Of course, as mentioned, attempting to read eax
anywhere in that loop is going to kill performance when ah/al will have to be coalesced, here's an example:
Times: 3.412s, 3.390s, 3.515s
global _main
_main:
mov ecx, 1000000000
loop:
test ecx, ecx
jz exit
mov ah, 5
mov al, 5
xor eax, 5
mov al, 6
mov ah, 8
xor eax, 5
mov al, 8
dec ecx
jmp loop
exit:
ret
But, note that the above test doesn't have a proper control group as it uses xor instead of mov (E.g., What if just using "xor" is the reason why it's slow). So, here's a test to compare it to:
Times: 1.426s, 1.424s, 1.392s
global _main
_main:
mov ecx, 1000000000
loop:
test ecx, ecx
jz exit
mov ah, 5
mov al, 5
xor ah, 5
mov al, 6
mov ah, 8
xor ah, 5
mov al, 8
dec ecx
jmp loop
exit:
ret
The above test coalesces very aggressively, which causes the horrible 3.4 seconds that's in-fact far slower than any of other tests. But, the al/ah test splits al/ah into two different registers and thus runs pretty fast, faster than only using ah because consecutive ah/al operations can be parallelized. So, that was a trade-off that Intel was willing to make.
As mentioned, and as seen, it just doesn't really matter whether you do xor
vs add
vs mov
, this above ah/al still takes 1.4 seconds, bitwise / add / mov all simply directly hook-up the input to the output with very few logic gates, it just doesn't matter which operation you use (However, mul and div will indeed be slower, that requires tougher computation and thus several micro-cycles).
The past two tests show the reported partial register stall, which to be honest I hadn't even considered at first. I first thought register renaming would help mitigate the problem, which they appear to do in the ah/al mixes and ah/al/eax mixes. However, reads to eax with dirty ah/al values are brutal because the processor now has to combine the ah/al registers. It looks like processor manufactures believed register renaming partial registers was still worth it though, which makes sense since most work with ah/al don't involve reads to eax, you would just read from ah/al if that was your plan. This way, tight loops that bit fiddle with with ah/al benefit greatly, and the only harm is a hiccup on the next use of eax (At which point ah/al are probably not going to be used anymore).
If Intel wanted, rather than the ah/al register renaming optimization giving 1.4 seconds, normal ah being 2.7 seconds, and register coalescing abuse taking 3.4 seconds, Intel could have not cared about register renaming and all of those tests would have been the exact same 2.7 seconds. But, Intel is smart, they know that there's code out there that will want to use ah and al a lot, but it's not common to find code that uses al and ah a lot, while also reading from the total eax all the time as well.
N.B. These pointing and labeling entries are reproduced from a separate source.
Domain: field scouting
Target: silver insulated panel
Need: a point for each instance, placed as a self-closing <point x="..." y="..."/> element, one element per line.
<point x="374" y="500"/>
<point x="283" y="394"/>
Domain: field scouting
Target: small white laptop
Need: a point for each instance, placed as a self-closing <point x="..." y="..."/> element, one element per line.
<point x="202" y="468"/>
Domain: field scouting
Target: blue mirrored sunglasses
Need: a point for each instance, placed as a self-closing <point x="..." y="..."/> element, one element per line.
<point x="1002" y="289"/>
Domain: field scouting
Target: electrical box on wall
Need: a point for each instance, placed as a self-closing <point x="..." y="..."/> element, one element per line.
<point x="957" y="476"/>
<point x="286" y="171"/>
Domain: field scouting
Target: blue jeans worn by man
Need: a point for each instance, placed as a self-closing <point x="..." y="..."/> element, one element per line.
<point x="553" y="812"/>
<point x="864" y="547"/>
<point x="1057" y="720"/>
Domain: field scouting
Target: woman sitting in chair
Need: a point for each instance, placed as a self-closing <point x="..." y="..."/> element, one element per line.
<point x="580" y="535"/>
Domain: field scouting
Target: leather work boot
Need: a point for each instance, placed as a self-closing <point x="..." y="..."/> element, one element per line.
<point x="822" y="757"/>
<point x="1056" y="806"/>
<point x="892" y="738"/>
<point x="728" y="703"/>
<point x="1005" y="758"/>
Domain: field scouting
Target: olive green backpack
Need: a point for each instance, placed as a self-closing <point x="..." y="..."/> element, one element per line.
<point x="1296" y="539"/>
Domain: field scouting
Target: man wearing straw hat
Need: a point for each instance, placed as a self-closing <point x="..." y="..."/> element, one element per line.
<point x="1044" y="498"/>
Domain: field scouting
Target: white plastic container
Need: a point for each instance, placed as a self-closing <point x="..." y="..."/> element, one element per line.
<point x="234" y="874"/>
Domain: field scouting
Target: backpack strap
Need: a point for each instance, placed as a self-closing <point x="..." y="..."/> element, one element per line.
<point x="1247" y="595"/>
Overall, even in the case of no partial register stall, writes to ah
are still much slower than writes to eax
, which is what I was trying to get across.
Of course, results may vary. Other processors (Most likely very old ones) might have control bits to shut off half of the bus, which would allow the bus to act like a 16bit or 8bit bus when it needs to. Those control bits would have to be connected via logic gates along the input to the registers, which would slightly slow down any and all usage of the register since now that's one more gate to go through before the register can update. Since such control bits would be off the vast majority of the time (Since it's rare to mess with 8bit/16bit values), it looks like Intel decided not to do that (For good reason).